彼は《異常》でもなければ《過負荷》でもない、《普通》の少年。
まあ、
黒神めだかという一つの生ける伝説にずっと連れ添っている事実は異常と言う他ないだろうが、彼の存在そのものはごく普通だ。
ホームズとワトソンの関係で言うなら、間違いなくワトソン。
どんなに大きな活躍をしてみせたところで、結局は黒神めだかというホームズに見せ場を奪われる、それだけの存在。
球磨川禊にとっては、黒神めだかほどに特別な意味を持ちはしない。
《そういえばあの子は元気かな》ってくらいの認識をされるのがせいぜいの、記憶には残っても脅威にはならない、そんな記号。
『――おいおい』
なのに球磨川は苦笑する。
彼が死んでしまった事実に苦笑する。
現実から逃げる気はないが、とにかく苦笑する。
彼が接触し、ちょっかいをかけた相手の死に、苦い笑いをこぼす。
『おいおいおいおいおいおいおいおい!』
それはやがて明確な笑いへと変わっていった。
球磨川はマイナスであるが、卑屈になりすぎて自分を追い込むようなタイプとはまた違うマイナス性を持ち合わせている。
負け組どものヒーローとしての、同族を引きつけるカリスマ性。
或いは、勝っているのにいつもどうしてか負けてしまう――敗北の星のもとに生まれてしまったがゆえの、《敗北者性》。

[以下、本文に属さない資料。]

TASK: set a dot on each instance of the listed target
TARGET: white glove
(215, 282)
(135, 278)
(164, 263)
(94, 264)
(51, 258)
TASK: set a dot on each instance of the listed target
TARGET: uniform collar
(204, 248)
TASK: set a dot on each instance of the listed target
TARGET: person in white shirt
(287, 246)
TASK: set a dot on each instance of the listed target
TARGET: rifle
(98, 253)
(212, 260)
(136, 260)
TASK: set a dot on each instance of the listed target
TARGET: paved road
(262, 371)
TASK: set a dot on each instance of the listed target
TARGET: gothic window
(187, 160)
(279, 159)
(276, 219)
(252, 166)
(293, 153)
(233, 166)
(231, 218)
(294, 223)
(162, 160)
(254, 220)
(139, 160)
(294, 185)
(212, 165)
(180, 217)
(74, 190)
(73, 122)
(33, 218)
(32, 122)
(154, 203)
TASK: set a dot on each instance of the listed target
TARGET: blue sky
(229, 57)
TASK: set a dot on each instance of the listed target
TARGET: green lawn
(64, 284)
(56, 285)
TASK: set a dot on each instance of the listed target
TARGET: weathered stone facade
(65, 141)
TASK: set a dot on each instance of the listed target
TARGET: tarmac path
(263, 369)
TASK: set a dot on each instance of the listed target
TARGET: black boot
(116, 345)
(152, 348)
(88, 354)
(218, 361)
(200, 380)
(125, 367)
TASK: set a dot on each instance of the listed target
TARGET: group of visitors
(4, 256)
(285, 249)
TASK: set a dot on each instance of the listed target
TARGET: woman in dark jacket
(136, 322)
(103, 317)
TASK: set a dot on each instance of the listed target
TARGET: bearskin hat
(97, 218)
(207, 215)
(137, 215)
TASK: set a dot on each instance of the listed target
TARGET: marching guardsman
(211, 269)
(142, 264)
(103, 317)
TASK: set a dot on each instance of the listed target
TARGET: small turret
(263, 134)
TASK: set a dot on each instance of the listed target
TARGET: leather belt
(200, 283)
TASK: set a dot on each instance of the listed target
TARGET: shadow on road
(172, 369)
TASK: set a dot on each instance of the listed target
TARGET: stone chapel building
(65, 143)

自らを負け組と誰より理解しているからこそ落ち込まない。
そのメンタルはまさしく要塞。
彼には敗北は水だ。
彼を敗北させればそれは魚に水をやるのと同じこと。
彼の心を真に動かすのは、彼の仲間に何かがあった場合。
球磨川は異常なほど仲間想いという側面を持っている。
これが球磨川禊という最底辺の敗北者へ与えられた唯一のプラスなのかは定かではないが、とにかく彼にも弱さはある。
――いや、弱さなんて曖昧な言葉を用いると彼自身が弱さが服を着て歩いているようなモノなので、とんだ誤解を生みかねないが。
彼にとって
人吉善吉は仲間ではない。
阿久根高貴とは違い、彼が仲間であったことは過去にはない。
だからその死はまさしく無価値。
《隣の家に住んでたおじさんが体を壊して死んじゃった》くらいのどうでもいいことである――のだが。
『なんだよ善吉ちゃん――きみ、死んじゃったのかい』
素直に球磨川は驚きを覚えた。
善吉がこんなところで死んでしまったことに驚愕した。
驚愕して、反芻して、やがて笑いがこみ上げてきた。
それは敗者を踏みにじる質の悪い笑顔とはどこか異なり。
だけど決して、旧知の知人を失ったことに傷つきながらも、無理に笑って前を向こうとしている――そんな健気なものではない。
なんとも形容し難い笑いだった。
彼自身、何が可笑しくて笑っているのか分からない。
ゆえに誰にも分からない。
球磨川禊がどうして笑うのか、分かる者は此処にはいない。
『そうだなあ。これってさ、ポケモンで例えるとサトシ君がピカチュウに逃げられた――みたいなもんだよね!
そっかそっか、善吉ちゃん!』
それはどれほど滑稽なことだろうか。
誰とでも分け隔てなく接する主人公が、窮地に立たされているまっただ中に相棒と呼んでも差し障りのない存在を失う。
少年漫画だったら、それだけで鬱ルート真っ逆様の大事件だ。
きっと格好良くラスボスを倒した後にでも《わけのわからないパワー》なんかで都合よく復活されるのが読めてるけど熱い展開でもある。
――だが、これは少年漫画じゃない。
都合のいいところで味方は助けに来ない。
都合よく悪役は主人公の口上が終わるのを待っちゃくれない。
そして、死人は生き返らない。
『きみは――《好きな女の子を一人残して》死んじゃったのかい!』
黒神めだかを人吉善吉が愛していたのはむろん知っている。
めだかもその好意に鈍感な訳じゃなく、むしろ自覚した上で彼を側に置いているようだった。
彼女は悲しむだろう。
中学時代に、副会長の顔面を剥がした時のように暴れるだろう。
いいや、あれの比ではないかもしれない。
何しろ、十数年を共に過ごした存在をあっさりと失ったのだ。
彼女を乱心もとい乱神させるには、十二分に事足りる話である。
『そいつはマイナス的に見てもマイナスだぜ。どうもきみは、恋愛漫画の主人公には向いてなかったようだね』
女の子を傷つける意図は善吉にはなかっただろう。
当人はむしろ、誰かを助けて満ち足りて死んでいったのかもしれない。
ああ、そいつはありそうだと球磨川は思う。
彼もまた、正義感が熱い男だったのをよく覚えていた。
『さぁて』
球磨川禊は、側で眠る同行者・鑢七実をちらりと見やる。
彼女は強い、それこそ黒神めだかにも引けを取らないくらいに強い。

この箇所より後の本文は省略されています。